De la vuelta de las labranzas, de los remedos, de los rincones;
de las nostalgias de las formas, del tedio del cornúpeta del lápiz, de la
acuarela dromedaria, del parco espacio enano y porno drástico; errante de los diseños,
el bípedo entorno de la forma, sin oficio. Recamado de la metáfora de las
líneas perversas de ideas en resaca y reseca: lumbar de la materia plástica sin
alma calma. Locas de sentido, del íntimo páramo de la lengua; de la conjugación de
la cópula
del tenso eterno, del silencio del próximo dibujo. Rodeado de papeles, de
libros; de ceniza borrada en lienzos de arpillera. Las plazas de la infancia,
las horas de las librerías conocidas y ese remedio de latín oxidado dentro de
mi cuaderno. Rosa rosae traspasa mis huesos, la memoria. Me estiro en el
caballete, el cuaderno, y es latente la primera nuca expresionista. El agua
navegando en el pincel, sin tregua, con el asombro de que un día estuvieron
dibujando autorretratos. Se asoma la ciudad por la ventana y una locuaz palabra
como arteria emprende el vuelo, y un cadáver como estatua comienza a modelar.

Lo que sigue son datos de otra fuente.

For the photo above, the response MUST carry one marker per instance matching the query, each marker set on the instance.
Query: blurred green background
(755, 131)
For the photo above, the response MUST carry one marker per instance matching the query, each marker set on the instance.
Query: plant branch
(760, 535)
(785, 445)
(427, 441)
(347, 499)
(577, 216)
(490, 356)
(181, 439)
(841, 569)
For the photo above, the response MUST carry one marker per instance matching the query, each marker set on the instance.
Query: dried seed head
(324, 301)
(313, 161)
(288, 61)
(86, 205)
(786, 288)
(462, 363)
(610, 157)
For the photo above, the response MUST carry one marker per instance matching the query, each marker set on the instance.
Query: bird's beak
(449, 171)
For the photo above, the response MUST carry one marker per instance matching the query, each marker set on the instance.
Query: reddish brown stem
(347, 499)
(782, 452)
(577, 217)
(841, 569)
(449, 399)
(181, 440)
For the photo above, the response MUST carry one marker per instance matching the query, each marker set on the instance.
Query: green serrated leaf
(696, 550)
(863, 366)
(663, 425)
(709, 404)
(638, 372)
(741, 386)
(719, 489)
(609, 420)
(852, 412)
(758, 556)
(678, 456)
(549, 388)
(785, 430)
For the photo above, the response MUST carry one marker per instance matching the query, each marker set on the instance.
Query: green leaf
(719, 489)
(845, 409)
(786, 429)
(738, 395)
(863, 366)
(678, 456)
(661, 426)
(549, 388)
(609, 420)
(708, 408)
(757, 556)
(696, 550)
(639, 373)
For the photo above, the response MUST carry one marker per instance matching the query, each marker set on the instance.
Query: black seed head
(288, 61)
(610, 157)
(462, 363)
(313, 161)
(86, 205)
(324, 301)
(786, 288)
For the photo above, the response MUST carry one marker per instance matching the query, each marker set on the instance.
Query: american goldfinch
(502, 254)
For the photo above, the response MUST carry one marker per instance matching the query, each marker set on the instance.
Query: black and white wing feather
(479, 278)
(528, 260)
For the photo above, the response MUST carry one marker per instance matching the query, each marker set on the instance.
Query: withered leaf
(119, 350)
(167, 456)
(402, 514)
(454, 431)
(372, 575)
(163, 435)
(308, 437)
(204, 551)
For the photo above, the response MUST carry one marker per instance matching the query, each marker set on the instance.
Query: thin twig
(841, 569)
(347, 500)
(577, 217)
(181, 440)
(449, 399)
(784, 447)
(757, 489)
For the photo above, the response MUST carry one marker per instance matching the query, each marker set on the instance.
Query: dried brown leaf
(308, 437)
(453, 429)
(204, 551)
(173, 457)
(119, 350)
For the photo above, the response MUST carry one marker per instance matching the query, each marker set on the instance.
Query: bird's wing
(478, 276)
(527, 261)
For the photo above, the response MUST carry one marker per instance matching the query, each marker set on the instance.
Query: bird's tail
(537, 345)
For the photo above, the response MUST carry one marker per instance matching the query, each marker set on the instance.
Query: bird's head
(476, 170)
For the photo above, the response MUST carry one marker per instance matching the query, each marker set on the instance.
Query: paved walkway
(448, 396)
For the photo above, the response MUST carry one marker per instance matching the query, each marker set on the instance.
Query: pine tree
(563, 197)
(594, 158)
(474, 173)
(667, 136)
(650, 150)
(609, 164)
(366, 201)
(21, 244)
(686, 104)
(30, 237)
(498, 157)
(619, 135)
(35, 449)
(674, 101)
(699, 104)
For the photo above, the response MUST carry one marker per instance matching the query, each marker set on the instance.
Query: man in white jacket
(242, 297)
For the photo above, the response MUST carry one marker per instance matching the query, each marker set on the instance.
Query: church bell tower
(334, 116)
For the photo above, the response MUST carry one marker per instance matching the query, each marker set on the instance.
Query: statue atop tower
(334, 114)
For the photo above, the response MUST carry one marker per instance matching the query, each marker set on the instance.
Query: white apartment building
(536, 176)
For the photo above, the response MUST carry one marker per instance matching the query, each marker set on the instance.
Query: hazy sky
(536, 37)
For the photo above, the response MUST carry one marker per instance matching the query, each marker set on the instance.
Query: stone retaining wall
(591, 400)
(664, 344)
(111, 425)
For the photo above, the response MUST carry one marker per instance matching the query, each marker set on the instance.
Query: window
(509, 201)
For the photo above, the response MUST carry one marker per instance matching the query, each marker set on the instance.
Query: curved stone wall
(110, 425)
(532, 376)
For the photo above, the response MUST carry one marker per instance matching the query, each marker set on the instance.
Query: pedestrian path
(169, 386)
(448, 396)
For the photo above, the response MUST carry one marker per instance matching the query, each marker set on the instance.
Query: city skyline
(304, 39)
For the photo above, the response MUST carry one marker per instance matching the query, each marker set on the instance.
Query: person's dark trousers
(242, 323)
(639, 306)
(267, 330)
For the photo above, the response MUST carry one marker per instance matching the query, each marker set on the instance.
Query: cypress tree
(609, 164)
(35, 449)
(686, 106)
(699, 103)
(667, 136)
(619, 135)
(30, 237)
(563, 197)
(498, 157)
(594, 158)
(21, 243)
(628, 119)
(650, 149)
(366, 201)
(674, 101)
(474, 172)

Los papeles están en celo, sacan las mentiras en los ocres, en los ultramarinos,
y no hay manera de trabar las puertas, las mesas, los automóviles. Entonces los
diccionarios llegan y de pronto se avientan dulcemente a las vías del metro. No
se puede atardecer si los colores no están completamente secos. La angustia de
que maduren a destiempo nos deja ateridos leyendo estas palabras.